With CES happening this week, there’s been a lot of buzz around the Internet of Things, or as Cisco terms it, the Internet of Everything, and connectivity. On the CEA blog, @JosephMBradley of Cisco writes that the intersection of people, data and things will “increase global aggregate corporate profits by about 21 percent.”
And yet, on PCWorld, @markhachman writes that there is still a fundamental problem:
“While it’s true that the Internet of Things ….may represent the Next Big Thing in computing, the fundamental problem hasn’t changed: how to take data, assimilate it, and apply it to make our lives more productive. Simply put, information needs to be constantly available, close at hand, and contextual.”
This basic truism extends aptly to knowledge management within businesses.
We believe that the opportunity for enterprise value creation from connecting people with contextual information, and through this contextual information, with other people (and yes, perhaps in the future with things, which is really a productivity play) is huge — and additive to the 21% increase in profits predicted by Joseph Bradley.

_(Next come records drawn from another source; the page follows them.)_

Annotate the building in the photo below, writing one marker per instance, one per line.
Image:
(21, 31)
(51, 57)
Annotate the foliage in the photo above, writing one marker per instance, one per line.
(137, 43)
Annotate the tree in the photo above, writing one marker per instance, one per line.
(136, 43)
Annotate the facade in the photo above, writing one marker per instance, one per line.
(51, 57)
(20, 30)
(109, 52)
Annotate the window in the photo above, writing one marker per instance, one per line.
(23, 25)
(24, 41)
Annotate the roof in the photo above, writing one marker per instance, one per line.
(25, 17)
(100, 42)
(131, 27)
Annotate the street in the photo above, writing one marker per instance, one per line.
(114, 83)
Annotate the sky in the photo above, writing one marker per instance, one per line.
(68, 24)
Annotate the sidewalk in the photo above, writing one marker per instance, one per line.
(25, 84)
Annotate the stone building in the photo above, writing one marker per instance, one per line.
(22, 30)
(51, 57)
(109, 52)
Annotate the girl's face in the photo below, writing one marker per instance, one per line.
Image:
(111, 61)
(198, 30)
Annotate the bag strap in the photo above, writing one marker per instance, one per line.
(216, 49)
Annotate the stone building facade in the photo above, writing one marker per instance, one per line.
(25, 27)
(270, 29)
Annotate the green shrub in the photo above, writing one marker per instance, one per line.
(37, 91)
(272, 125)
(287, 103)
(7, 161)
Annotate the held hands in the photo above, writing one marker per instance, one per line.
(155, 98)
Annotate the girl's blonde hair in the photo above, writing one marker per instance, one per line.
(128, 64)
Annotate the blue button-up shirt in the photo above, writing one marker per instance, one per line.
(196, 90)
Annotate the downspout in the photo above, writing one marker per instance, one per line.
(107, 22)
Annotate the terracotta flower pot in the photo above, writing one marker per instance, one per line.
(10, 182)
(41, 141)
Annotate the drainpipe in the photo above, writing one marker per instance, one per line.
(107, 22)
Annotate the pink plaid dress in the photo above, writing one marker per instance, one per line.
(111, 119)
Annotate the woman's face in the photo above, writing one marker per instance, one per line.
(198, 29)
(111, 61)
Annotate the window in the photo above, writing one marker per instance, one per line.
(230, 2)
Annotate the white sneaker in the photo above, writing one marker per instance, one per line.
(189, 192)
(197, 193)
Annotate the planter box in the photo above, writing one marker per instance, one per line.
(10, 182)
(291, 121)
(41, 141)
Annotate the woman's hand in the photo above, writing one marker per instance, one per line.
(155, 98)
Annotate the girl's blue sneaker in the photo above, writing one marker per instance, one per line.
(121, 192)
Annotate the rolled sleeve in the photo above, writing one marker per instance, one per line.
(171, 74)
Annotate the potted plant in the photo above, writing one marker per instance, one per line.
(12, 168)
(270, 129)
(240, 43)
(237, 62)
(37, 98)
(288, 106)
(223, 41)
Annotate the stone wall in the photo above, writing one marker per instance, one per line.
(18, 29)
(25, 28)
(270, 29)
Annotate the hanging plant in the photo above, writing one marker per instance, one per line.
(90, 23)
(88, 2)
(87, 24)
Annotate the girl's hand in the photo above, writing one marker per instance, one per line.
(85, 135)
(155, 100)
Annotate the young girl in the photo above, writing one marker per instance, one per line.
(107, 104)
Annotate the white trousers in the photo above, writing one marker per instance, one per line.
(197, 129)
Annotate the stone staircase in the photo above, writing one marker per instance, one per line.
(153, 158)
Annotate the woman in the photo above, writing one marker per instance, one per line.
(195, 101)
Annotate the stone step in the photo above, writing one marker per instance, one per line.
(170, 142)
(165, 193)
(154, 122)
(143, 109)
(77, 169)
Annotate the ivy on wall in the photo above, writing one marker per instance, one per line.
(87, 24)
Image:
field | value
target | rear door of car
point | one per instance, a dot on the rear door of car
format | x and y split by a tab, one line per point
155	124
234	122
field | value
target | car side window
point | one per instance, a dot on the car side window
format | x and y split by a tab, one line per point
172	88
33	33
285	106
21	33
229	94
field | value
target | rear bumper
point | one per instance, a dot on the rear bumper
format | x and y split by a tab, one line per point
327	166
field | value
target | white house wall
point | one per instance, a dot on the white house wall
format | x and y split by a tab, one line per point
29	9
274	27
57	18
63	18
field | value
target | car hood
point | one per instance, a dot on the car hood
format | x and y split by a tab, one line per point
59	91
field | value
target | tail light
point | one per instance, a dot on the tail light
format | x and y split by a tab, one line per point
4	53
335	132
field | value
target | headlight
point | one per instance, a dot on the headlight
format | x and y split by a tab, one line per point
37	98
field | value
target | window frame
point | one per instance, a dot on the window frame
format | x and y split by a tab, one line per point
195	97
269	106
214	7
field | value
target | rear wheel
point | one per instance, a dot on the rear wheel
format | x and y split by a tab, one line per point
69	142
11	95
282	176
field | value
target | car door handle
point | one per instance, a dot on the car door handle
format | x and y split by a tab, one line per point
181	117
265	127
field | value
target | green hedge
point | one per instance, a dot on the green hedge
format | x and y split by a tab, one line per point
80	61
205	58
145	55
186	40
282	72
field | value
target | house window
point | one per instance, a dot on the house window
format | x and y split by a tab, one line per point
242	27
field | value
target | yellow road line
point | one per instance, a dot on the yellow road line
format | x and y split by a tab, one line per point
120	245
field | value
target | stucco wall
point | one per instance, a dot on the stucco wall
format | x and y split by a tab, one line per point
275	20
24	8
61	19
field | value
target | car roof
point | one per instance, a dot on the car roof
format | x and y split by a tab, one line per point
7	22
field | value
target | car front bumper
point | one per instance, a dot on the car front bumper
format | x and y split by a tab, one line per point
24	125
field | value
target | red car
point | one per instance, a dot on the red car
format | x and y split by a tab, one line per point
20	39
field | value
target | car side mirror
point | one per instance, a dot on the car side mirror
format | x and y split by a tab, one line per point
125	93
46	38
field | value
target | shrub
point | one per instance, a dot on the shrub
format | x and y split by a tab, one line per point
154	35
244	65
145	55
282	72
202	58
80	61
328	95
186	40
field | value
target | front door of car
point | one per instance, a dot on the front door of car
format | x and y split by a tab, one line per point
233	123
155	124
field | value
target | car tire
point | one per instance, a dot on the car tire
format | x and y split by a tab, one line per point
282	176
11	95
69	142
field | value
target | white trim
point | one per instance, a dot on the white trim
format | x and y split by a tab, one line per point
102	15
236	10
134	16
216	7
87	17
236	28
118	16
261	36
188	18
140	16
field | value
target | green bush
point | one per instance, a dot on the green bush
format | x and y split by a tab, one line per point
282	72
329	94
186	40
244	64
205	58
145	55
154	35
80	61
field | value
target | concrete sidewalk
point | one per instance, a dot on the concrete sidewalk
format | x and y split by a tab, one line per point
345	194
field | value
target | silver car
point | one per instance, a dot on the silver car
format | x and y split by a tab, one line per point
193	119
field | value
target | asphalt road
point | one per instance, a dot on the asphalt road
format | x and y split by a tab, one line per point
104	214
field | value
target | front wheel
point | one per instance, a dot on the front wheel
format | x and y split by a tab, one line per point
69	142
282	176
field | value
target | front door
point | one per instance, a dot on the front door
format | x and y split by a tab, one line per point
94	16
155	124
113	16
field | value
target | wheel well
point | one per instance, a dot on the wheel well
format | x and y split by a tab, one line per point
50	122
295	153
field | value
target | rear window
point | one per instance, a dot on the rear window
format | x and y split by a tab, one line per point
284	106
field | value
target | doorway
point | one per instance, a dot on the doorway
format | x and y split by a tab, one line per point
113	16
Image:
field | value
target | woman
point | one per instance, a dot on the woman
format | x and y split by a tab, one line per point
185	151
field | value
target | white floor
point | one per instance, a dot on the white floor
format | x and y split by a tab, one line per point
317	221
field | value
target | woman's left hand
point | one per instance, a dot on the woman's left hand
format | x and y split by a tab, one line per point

Enabling the Long Tail of Collective Enterprise Knowledge — a way to solve this fundamental challenge — can unlock what has been estimated conservatively at 33% of the value of an organization’s intangible capital, which in itself represents 80% of the value of an average business, according to @MaryAdamsICA with Smarter Companies. As Mark Hachman wrote, the key is contextual information. For without context there can be no relevance. Without relevance, data and information may be useless to the knowledge worker, and this tremendous asset will remain dormant.
We propose that one of the goals of Knowledge Management should be (as Mark so elegantly put it), to:
[Make information] “constantly available, close at hand, and contextual.”
Would you agree? And, as we continue to think about and discuss a new definition of knowledge management–should the concept of contextualization be included?